Art ‘history’ man

John Evans explores the new Serpentine show of work by Yinka Shonibare

Friday, 12th April — By John Evans

Art_Yinka Shonibare CBE, Decolonised Structures, 2022-23

Yinka Shonibare CBE, Decolonised Structures, 2022-23. Fibreglass sculptures, hand-painted with Dutch wax pattern, gold leaf and wooden plinths. Dimensions variable. Commissioned by Sharjah Art Foundation. Courtesy of the artist and Goodman Gallery, Cape Town, Johannesburg, London and New York, James Cohan Gallery, New York and Stephen Friedman Gallery, London and New York.
[Stephen White & Co © Yinka Shonibare CBE]

 

Royal Academician Yinka Shonibare has come a long way since his 2010 Fourth Plinth sculpture Nelson’s Ship in a Bottle, still among the favourites of the offerings that have graced a corner of Trafalgar Square.

That work referenced the history attached to the particular location, of course, if it did not aim to dominate the square in the same way as the 52-metre high granite and bronze column of Admiral Horatio Nelson, who died at the 1805 Battle of Trafalgar.

Ahead of the artist’s first solo exhibition for more than 20 years in a London public institution, Shonibare said: “My work has always been about crossing boundaries; geographically, visually, historically, and conceptually.” And of his new show Suspended States, opening this week at the Serpentine, the 61-year-old London-born British-Nigerian added that it: “…addresses the suspension of boundaries, whether psychological, physical, or geographical… all boundaries of nationhood are in a state of suspense. This is an exhibition in which Western iconography is reimagined and interrogated, at a moment in history when nationalism, protectionism and hostility towards foreigners is on the rise”.

 

Sanctuary City (Chiswick Women’s Refuge), 2024. Courtesy Yinka Shonibare CBE and Goodman Gallery, Cape Town, Johannesburg, London and New York, James Cohan Gallery, New York, and Stephen Friedman Gallery, London and New York. [© Stephen White & Co]

 

And 32 years after his first showing at the Serpentine, its bosses Bettina Korek and Hans Ulrich Obrist welcomed him back, referring to Shonibare’s “career-long interrogation of colonial histories and the legacies of public art”. They said his work epitomised the galleries’ mission of building new connections between artists and society.

And what connections there are!

With many and varied works – sculptures, quilts, woodcut prints and more – its themes aim to cover issues from colonial power and imperialism to migration, refuge, and shelter.

Two new large-scale installations are Sanctuary City and The War Library.

The former has miniature representations of buildings that have been used for refuge, highlighting the shelter crisis, which Shonibare sees as “one of the most pressing political concerns right now”.

The latter, the latest addition to his “library” series, has 5,000 titles, bound in Shonibare’s familiar Dutch wax print – itself a symbol of cultural interaction, clash, and complexity between Europe and Africa – with gold lettering on the spines. The “titles” include wars, battles and peace treaties.

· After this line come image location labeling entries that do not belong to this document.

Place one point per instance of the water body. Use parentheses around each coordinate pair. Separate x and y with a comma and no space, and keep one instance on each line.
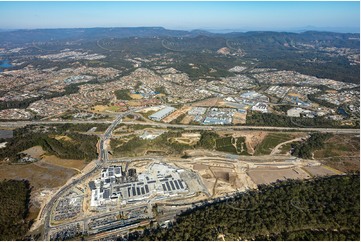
(4,64)
(4,134)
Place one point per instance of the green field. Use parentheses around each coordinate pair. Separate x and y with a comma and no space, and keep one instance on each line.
(271,141)
(225,144)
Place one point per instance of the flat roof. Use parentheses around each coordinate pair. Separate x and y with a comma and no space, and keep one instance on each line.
(160,114)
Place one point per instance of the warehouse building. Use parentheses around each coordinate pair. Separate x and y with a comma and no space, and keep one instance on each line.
(158,116)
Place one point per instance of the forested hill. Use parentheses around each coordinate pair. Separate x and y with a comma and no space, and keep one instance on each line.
(320,209)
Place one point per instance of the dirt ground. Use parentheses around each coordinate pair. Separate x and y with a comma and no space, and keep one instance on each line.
(210,102)
(73,164)
(187,119)
(35,152)
(253,138)
(269,175)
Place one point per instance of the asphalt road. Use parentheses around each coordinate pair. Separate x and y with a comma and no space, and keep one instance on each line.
(107,134)
(200,127)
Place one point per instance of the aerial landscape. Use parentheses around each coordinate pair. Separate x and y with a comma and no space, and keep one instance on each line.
(143,121)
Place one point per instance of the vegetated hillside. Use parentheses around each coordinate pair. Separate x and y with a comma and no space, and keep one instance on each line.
(304,52)
(320,209)
(58,142)
(14,205)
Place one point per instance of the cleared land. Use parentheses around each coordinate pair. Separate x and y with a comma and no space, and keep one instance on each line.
(210,102)
(35,152)
(176,114)
(320,171)
(271,141)
(269,175)
(67,163)
(341,152)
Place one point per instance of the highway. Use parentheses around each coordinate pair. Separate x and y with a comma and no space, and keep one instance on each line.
(103,152)
(198,127)
(46,212)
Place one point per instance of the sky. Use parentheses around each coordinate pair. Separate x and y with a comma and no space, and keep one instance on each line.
(213,16)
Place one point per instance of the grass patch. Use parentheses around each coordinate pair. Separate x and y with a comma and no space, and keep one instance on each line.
(225,144)
(270,142)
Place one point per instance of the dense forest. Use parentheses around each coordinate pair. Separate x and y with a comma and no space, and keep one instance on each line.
(60,142)
(325,208)
(14,206)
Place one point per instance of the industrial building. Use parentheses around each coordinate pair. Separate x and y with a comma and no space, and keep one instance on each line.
(160,180)
(260,107)
(158,116)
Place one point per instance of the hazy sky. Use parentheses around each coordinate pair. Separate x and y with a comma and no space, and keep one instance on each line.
(335,16)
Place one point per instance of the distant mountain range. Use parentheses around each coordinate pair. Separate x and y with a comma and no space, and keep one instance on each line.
(93,34)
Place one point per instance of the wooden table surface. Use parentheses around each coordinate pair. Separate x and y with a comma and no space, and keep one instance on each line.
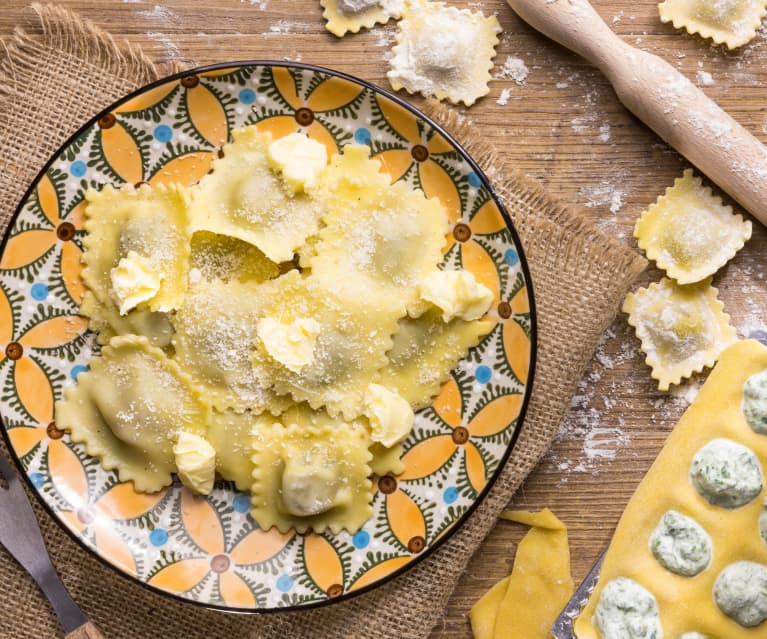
(564,126)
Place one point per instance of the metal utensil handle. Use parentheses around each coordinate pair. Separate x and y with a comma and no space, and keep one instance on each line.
(662,98)
(20,534)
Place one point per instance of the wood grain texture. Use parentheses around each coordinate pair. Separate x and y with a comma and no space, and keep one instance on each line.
(563,126)
(87,631)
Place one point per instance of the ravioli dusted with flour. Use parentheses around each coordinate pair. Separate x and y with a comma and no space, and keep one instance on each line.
(732,22)
(683,328)
(444,52)
(689,233)
(275,325)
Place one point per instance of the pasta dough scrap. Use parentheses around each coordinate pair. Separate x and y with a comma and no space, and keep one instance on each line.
(153,223)
(245,198)
(733,22)
(424,352)
(682,328)
(689,233)
(311,477)
(444,52)
(349,348)
(526,603)
(344,16)
(129,408)
(686,603)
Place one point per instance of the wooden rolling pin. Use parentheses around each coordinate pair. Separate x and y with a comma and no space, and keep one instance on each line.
(662,98)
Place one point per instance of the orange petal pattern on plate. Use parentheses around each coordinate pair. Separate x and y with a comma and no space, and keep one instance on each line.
(379,571)
(68,474)
(25,438)
(284,83)
(148,99)
(449,404)
(405,517)
(54,332)
(71,267)
(185,169)
(475,468)
(33,389)
(26,247)
(182,575)
(476,259)
(49,200)
(259,545)
(436,183)
(202,523)
(123,502)
(427,456)
(400,119)
(395,162)
(235,592)
(495,416)
(207,114)
(516,346)
(332,94)
(111,544)
(122,153)
(322,562)
(487,219)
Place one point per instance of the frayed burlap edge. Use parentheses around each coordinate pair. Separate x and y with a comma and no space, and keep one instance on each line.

A section drawing on the Mappa Mundi, “…reflects our contemporary concerns of fear of the stranger or ‘other’ which often leads to xenophobia”, Shonibare said.

And there is Decolonised Structures, his scaled-down “replicas” of London public monuments including those to Churchill, Victoria, Kitchener, Roberts, Pitt, et al, with the aim “…to question their continued presence in the public realm”, according to the Serpentine.

These are challenging themes, of course; but while they may be timely, there is a domestic three-and-a-bit-nation general election in the offing, and it may be Shonibare’s reputation that will be the most important element in securing success for Suspended States over the next 20 or so weeks.

In the meantime that international reputation is set for a boost later in the month with the artist exhibiting at the 2024 Venice Biennale, including at the Nigerian Pavilion as part of Nigerian Imaginary looking to that country’s present and future.